Businesses Must Take Action Now
As cybersecurity risks increase, broader regulations are necessary to combat the growing threat landscape. At present, 85% of cyberattacks are hidden by companies and cybercrime costs are expected to grow by 15% over the next five years, reaching $10.5 trillion annually by 2025.
As organizations are increasingly falling victim to these malicious cyberattacks, regulatory bodies have now awoken to the importance of cybersecurity requirements for companies. The goal: to ensure businesses are doing everything in their power to assess, monitor, and stop these attacks in their tracks.
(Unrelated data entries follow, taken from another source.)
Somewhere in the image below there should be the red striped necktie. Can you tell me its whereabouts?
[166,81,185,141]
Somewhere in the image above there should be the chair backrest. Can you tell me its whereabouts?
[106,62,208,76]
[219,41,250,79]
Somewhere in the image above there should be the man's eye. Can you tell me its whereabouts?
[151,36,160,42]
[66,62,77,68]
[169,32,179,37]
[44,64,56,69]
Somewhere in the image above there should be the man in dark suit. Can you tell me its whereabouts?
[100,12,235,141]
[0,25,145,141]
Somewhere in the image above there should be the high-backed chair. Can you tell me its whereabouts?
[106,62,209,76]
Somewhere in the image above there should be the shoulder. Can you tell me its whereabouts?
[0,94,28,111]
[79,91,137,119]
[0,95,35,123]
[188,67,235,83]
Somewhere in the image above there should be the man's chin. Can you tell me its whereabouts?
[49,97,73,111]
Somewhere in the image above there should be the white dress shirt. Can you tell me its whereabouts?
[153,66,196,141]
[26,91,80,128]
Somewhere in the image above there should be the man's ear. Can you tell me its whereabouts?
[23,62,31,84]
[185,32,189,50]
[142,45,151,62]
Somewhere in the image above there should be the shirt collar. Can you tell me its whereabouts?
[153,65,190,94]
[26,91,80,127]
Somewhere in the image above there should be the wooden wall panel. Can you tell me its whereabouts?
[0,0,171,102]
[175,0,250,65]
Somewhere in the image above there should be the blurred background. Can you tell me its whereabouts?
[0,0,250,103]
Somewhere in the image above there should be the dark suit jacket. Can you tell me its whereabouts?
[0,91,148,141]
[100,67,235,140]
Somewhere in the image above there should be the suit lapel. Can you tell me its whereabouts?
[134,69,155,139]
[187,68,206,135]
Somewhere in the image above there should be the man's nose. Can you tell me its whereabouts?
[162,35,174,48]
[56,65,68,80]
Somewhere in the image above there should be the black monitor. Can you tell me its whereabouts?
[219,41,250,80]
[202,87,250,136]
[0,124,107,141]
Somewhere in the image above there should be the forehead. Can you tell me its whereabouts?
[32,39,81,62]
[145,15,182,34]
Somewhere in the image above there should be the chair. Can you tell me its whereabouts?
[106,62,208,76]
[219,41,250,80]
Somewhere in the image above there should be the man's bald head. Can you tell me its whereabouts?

With the new SEC rules fast approaching, companies should be taking the initiative to detect, identify, and secure their infrastructure, mitigating the risk of data leaks and cybercrime that could prove crushing to their bottom line. Organizations are facing the same threats as their nation state counterparts, targeted by nation state-backed entities attempting to exfiltrate sensitive data and advance a cyberwar that is already transcending geographical boundaries.
These proposed SEC regulations would enable governments to get a better handle on the magnitude of the current threat landscape. Incident disclosure can also help companies and governmental organizations identify malicious activity on their networks. However, businesses must utilize this opportunity to convince investors and customers that they are doing everything within their power to avoid, protect, and defend against attacks.
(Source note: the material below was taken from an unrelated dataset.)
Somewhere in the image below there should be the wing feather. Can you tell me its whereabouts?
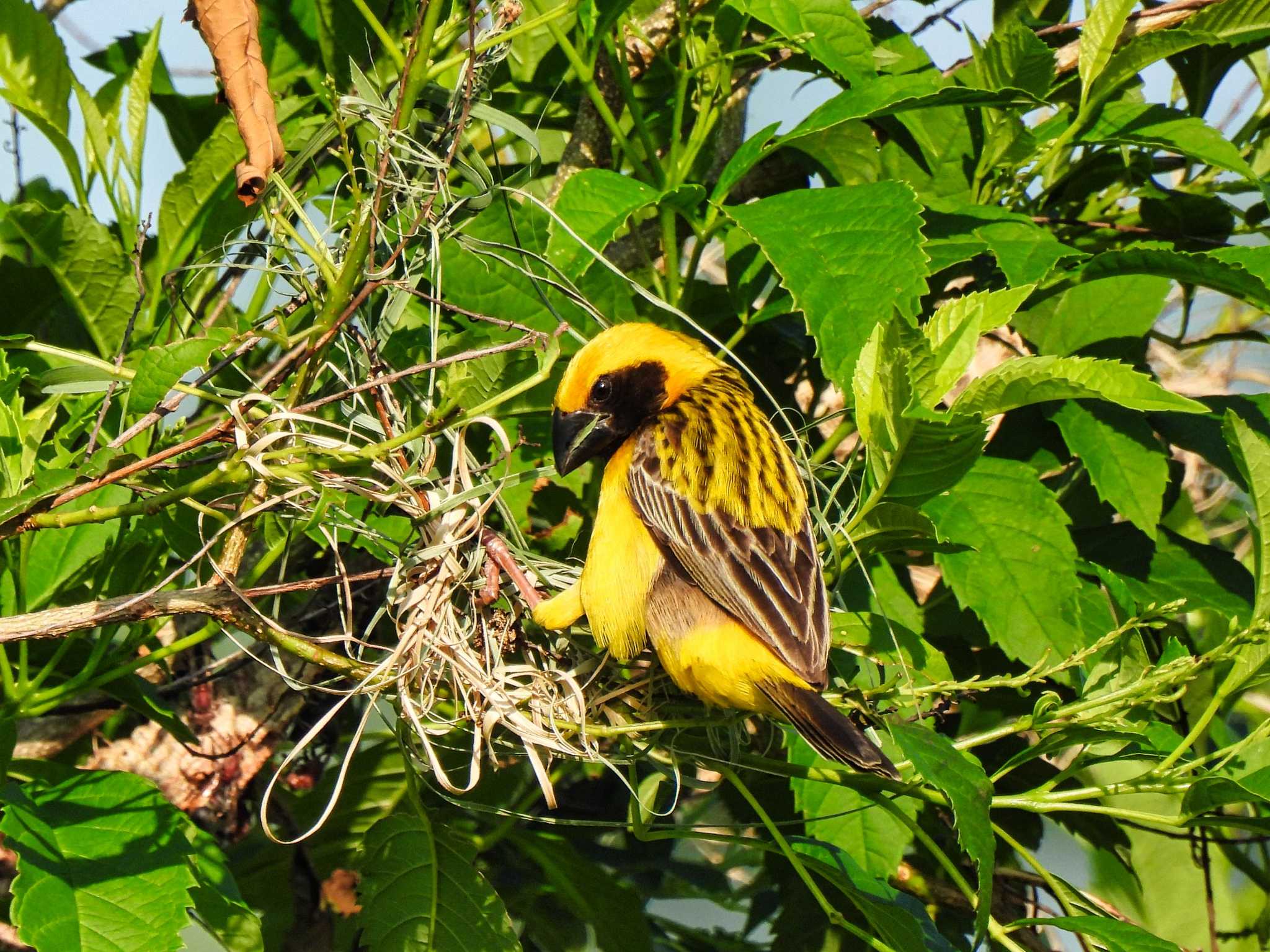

Cyber ranges can provide empirical evidence to customers that organizations are regularly testing and advancing their systems to combat the latest threats. Examining the efficiency of your people, processes, and technology through cyber ranges is essential for organizations to thwart attackers and support businesses in managing their cyber risks. The use of an effective cyber range would also ensure that businesses are adhering to regulatory standards, whilst simultaneously reassuring customers, shareholders, and investors.
William Hutchison is CEO of SimSpace, a cybersecurity solution provider for enterprises, governments, and critical infrastructure.